Luego, haciendo dos transbordos, fueron por Rominter hasta Hanns Braun llegando finalmente al estadio olímpico y accediendo a unas magníficas localidades regalo del padre de Eric.

El ambiente era indescriptible, tras varias especialidades llegó la prueba reina de la olimpiada, los cien metros lisos. Los atletas se colocaron en sus puestos aguardando las voces correspondientes, por el pasillo tres corría el alemán y por el ocho el norteamericano. A la orden conveniente colocaron un pie en el cajón y agachándose apoyaron únicamente el pulgar y el índice de ambas manos en el límite de la marca. El silencio se podía cortar, de nuevo otra orden y los ocho se alzaron sobre el apoyo, sonó el disparo y partieron como una exhalación multicolor, acompañados por el rugido de un mar de gargantas, al principio el alemán y el inglés cobraron una ligerísima ventaja pero cuando iban por la mitad de la carrera, apareció una sombra negra que, como el viento, los sobrepasó sin que nadie pudiera seguirlo. ¡Owens había ganado! La gente no daba crédito a lo que estaba viendo, entonces sucedió algo impensable, el atleta alemán Lutz Long se dirigió hacia el atleta de color y tomándolo de la cintura, dio la vuelta al estadio[58]. Luego, en el podio, se repartieron las medallas y las coronas de laurel. Finalmente, Owens se dirigió al palco de presidencia para estrechar la mano del Führer.

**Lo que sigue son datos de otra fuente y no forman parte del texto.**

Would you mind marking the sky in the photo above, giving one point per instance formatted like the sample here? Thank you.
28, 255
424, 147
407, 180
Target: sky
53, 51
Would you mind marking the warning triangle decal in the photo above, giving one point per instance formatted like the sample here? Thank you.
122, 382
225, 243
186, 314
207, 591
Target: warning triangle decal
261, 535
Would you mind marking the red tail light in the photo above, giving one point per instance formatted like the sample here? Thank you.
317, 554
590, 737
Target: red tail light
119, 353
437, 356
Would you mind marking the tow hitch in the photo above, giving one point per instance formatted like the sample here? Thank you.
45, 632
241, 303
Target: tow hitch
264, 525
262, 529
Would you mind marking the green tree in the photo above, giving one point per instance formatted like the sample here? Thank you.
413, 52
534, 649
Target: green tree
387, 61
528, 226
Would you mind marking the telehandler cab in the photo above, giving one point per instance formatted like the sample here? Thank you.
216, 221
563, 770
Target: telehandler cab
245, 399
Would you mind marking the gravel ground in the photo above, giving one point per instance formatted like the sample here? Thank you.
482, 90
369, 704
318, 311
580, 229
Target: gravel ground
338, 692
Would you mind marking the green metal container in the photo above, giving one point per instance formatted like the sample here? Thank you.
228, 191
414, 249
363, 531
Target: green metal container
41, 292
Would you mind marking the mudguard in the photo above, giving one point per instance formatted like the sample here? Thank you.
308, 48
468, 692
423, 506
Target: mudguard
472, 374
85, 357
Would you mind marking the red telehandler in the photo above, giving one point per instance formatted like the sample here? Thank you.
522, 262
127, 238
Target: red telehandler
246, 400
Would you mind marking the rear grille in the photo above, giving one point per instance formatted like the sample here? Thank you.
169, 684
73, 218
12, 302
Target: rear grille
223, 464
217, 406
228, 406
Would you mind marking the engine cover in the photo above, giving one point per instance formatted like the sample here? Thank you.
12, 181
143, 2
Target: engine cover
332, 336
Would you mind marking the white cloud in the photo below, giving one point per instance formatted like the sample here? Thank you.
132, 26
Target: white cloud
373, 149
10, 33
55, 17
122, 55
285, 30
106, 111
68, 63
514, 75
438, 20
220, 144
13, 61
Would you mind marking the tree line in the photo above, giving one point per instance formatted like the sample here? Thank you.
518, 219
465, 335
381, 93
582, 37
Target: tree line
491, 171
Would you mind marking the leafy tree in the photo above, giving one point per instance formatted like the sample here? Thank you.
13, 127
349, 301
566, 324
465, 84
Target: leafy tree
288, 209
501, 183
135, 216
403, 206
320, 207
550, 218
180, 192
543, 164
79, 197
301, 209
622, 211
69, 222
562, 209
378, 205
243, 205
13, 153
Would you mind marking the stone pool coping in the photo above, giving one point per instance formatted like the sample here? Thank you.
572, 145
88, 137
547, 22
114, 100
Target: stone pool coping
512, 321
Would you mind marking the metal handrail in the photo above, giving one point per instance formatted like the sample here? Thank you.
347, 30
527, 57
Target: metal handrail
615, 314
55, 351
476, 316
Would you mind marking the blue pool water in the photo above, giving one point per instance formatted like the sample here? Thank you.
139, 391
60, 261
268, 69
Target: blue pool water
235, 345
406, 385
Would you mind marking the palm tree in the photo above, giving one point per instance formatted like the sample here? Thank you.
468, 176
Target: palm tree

No solamente el estadio sino Berlín entero pudo verlo a través de la televisión[59]: Hitler, antes que el negro consiguiera subir la estrecha escalera y llegar hasta él, ante la mirada atónita de las delegaciones extranjeras y acompañado de sus ilustres invitados, dio la espalda al atleta y abandonó el palco.

Sigfrid, sonriente, se volvió hacia su amigo.

—Debe de haberse constipado, Eric, o tal vez tenga que hacer la cena para sus invitados.